Ротмистр поднял руку в отстраняющем жесте:
— Я не вмешиваюсь в ваши личные дела. Хочу сразу предупредить.
— Да нет же, сударь, нет! Мне подумалось только что, что само провидение посылает мне столь благородного человека. Ко всему прочему, военного. Ваша помощь в моем деле может стать неоценимой!
— Мне кажется, вы несколько преувеличиваете ценность моей возможной помощи, но не в моих правилах отказывать в ней. Я вас слушаю. Внимательно слушаю.
— Ох, Николя… Можно мне вас так называть?
— Да пожалуйста! — худощавое лицо Пашутина озарилось белозубой улыбкой. — У нас, гусаров, это запросто.
— Благодарю вас. Итак… Просто не знаю с чего начать…
— Выпейте еще вина.
— Спасибо, — Водемон последовал совету. — Дело в том, что я направлен в Россию произвести оценку возможных рынков сбыта синематографических аппаратов Люмьера.
— Простите меня, Шарль, мне так странно видеть в представителе счастливой Франции коммерческого агента.
— Понятно. Вот если бы я был модным кутюрье…
— Или учителем фехтования…
— Это все мсье Дюма-отец! Уж не знаю благодарить его или ругать за такую рекламу моих соотечественников!

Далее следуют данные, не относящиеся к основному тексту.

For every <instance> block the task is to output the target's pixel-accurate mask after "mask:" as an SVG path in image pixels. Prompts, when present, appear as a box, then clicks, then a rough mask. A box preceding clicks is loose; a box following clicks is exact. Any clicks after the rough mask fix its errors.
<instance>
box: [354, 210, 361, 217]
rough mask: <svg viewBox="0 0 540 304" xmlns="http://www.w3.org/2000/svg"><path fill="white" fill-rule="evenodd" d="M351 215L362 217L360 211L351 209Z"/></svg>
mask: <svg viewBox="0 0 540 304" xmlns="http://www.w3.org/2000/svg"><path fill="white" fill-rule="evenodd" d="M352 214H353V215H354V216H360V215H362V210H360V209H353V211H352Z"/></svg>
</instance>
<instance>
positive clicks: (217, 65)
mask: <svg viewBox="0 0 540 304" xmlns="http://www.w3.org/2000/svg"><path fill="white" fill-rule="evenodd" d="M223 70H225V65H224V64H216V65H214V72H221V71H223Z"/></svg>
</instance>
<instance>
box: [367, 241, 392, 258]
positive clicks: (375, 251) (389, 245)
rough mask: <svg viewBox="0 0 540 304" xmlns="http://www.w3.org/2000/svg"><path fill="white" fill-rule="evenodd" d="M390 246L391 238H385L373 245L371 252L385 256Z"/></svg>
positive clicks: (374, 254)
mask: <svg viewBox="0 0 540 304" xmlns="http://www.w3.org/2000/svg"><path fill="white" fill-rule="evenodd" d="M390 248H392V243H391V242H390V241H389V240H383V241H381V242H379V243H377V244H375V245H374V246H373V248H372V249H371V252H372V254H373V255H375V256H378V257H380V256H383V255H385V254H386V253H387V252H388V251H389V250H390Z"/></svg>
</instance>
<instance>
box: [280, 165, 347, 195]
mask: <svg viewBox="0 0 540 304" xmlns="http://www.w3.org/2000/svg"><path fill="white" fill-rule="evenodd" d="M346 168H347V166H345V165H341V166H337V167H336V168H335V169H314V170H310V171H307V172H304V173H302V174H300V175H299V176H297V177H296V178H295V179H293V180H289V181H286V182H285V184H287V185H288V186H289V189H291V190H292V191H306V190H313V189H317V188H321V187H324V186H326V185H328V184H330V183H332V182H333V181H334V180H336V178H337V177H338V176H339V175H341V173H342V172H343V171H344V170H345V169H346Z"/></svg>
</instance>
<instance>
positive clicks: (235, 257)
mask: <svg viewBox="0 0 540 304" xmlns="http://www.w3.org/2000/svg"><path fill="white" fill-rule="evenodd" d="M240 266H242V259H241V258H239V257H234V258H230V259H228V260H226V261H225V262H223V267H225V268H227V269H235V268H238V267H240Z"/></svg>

— Благодарите, благодарите! По крайней мере видеть в каждом французе д'Артаньяна, а не Наполеона для русского человека куда приятнее, поверьте мне.
— Возможно. Тем более что судьбу героев Дюма я норовлю повторить.

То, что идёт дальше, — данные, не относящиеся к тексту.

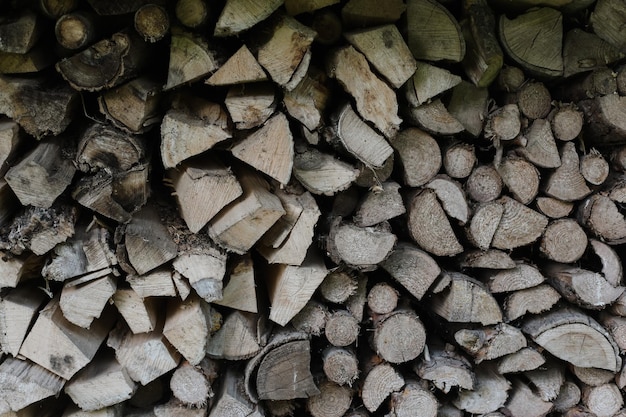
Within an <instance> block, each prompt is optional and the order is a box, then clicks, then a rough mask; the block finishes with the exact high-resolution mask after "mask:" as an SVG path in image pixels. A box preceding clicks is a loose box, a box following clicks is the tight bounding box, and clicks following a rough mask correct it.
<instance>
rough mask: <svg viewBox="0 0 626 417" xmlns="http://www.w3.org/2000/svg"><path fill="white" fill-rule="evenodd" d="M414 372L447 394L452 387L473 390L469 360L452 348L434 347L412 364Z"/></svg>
mask: <svg viewBox="0 0 626 417" xmlns="http://www.w3.org/2000/svg"><path fill="white" fill-rule="evenodd" d="M414 370H415V373H416V374H417V375H418V376H419V377H420V378H423V379H425V380H427V381H431V382H432V383H433V384H434V385H435V387H437V388H438V389H440V390H441V391H442V392H444V393H445V394H448V393H449V392H450V391H451V390H452V389H453V388H454V387H458V388H460V389H463V390H473V389H474V384H475V377H474V372H473V370H472V366H471V364H470V361H469V360H468V359H467V358H466V357H465V356H463V355H461V354H459V353H458V352H456V351H455V350H454V348H450V349H448V348H439V347H437V348H435V349H432V350H430V351H429V354H428V355H424V358H423V359H420V361H419V362H417V363H416V364H415V366H414Z"/></svg>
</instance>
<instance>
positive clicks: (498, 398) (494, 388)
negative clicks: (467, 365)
mask: <svg viewBox="0 0 626 417" xmlns="http://www.w3.org/2000/svg"><path fill="white" fill-rule="evenodd" d="M475 375H476V382H475V385H474V389H473V390H464V391H459V394H458V396H457V397H456V398H455V399H454V400H453V401H452V403H453V404H454V405H455V406H456V407H458V408H459V409H461V410H464V411H466V412H469V413H483V414H484V413H490V412H493V411H495V410H497V409H499V408H500V407H502V406H503V405H504V404H505V403H506V401H507V399H508V397H509V394H508V391H509V389H510V388H511V383H510V382H509V381H508V380H507V379H506V378H504V377H503V376H502V375H500V374H498V372H497V371H496V370H495V368H494V366H493V365H491V364H487V363H485V364H483V365H481V366H478V367H476V368H475Z"/></svg>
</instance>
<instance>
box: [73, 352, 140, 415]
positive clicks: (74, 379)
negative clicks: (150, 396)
mask: <svg viewBox="0 0 626 417" xmlns="http://www.w3.org/2000/svg"><path fill="white" fill-rule="evenodd" d="M136 389H137V383H136V382H135V381H133V380H132V379H131V378H130V376H129V375H128V372H127V371H126V369H124V368H123V367H122V366H121V365H120V363H119V362H118V361H117V360H116V359H115V357H114V356H113V355H112V354H107V355H105V356H100V357H99V358H98V361H94V362H92V363H90V364H89V365H88V366H87V367H85V368H84V369H83V370H81V371H80V372H79V373H78V374H76V376H75V377H74V378H72V380H71V381H70V382H68V383H67V384H66V385H65V392H66V393H67V394H68V395H69V396H70V398H71V399H72V401H74V403H75V404H77V405H78V406H79V407H80V408H81V410H83V411H95V410H100V409H102V408H106V407H110V406H113V405H115V404H118V403H121V402H122V401H125V400H127V399H129V398H130V397H131V396H132V395H133V394H134V392H135V390H136Z"/></svg>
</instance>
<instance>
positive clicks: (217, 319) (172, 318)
mask: <svg viewBox="0 0 626 417" xmlns="http://www.w3.org/2000/svg"><path fill="white" fill-rule="evenodd" d="M166 313H167V314H166V317H165V323H164V324H163V336H165V338H166V339H167V340H168V341H169V342H170V343H171V344H172V346H173V347H174V348H176V350H177V351H178V352H180V354H181V355H182V356H183V357H184V358H185V359H186V360H187V361H188V362H189V363H190V364H192V365H197V364H199V363H200V361H201V360H202V358H203V357H204V356H205V354H206V350H207V345H208V343H210V339H211V335H212V334H213V333H215V331H216V330H218V329H219V328H220V325H221V321H222V316H221V315H220V314H219V313H218V312H217V311H215V309H213V308H212V307H211V306H210V305H209V304H208V303H207V302H205V301H204V300H203V299H201V298H199V297H197V296H195V295H193V296H190V297H189V298H187V299H186V300H184V301H181V300H176V299H171V300H169V301H168V303H167V310H166ZM157 325H158V323H157ZM156 328H157V327H156V326H155V330H156Z"/></svg>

— Продолжайте, это чрезвычайно интересно.
— Да. Так вот. В поезде я познакомился с двумя местными жителями. Во-первых, это граф Будрыс, жуткая фамилия. Думаю, он из поляков или литвинов…
— Бардзо поганый чловек. То ведзмин! — пробормотал под нос убирающий со стола хозяин гостиницы и вдруг испугавшись, хлопнул себя по губам. — Ой, проше пана, что скажешь…
Не разобрав ни слова из услышанного, француз удивленно приподнял брови.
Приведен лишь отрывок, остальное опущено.